Speaking to Latest Page News Tyne Tees, David Moore, Emily Moore’s father, said he only found out about the review on social media after the announcement.

He and the other families see the review as “a start” but should not replace the prospect of a public inquiry into the Tees, Esk and Wear Trust.

“I applaud a swift mental health response because it needs to be done, but we also really need a public inquiry,” Mr Moore said.

“It will bring up all the answers. People will come forward to explain what happened inside the trust.

“It’s common sense. It has to be done.”

The government said the quick review does not preclude a public scrutiny of the trust.

A number of charities and mental health organizations have welcomed the review, calling it a “positive step” by the government.

Health Secretary Maria Caulfield said in a written statement: “This review is an essential first step in improving safety in inpatient mental health facilities.

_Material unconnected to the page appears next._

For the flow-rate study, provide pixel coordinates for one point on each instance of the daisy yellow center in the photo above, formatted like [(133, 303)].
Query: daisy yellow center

“It will focus on what data and evidence is currently available to health services, including information provided by patients and families, and how we can use that data and evidence more effectively to identify patient safety risks and treatment errors.”

Ms Caulfield added: “NHS England has also put in place a three-year quality improvement program aimed at tackling the root causes of unsafe, poor quality inpatient care in the areas of mental health, learning disabilities and autism.”

After announcing the review, the Trust said it apologized unreservedly for the unacceptable mistakes made in the care of Christie, Nadia and Emily and was already doing everything in its power “to ensure these mistakes can never be repeated”.

They welcome the national rapid assessment and will contribute their findings.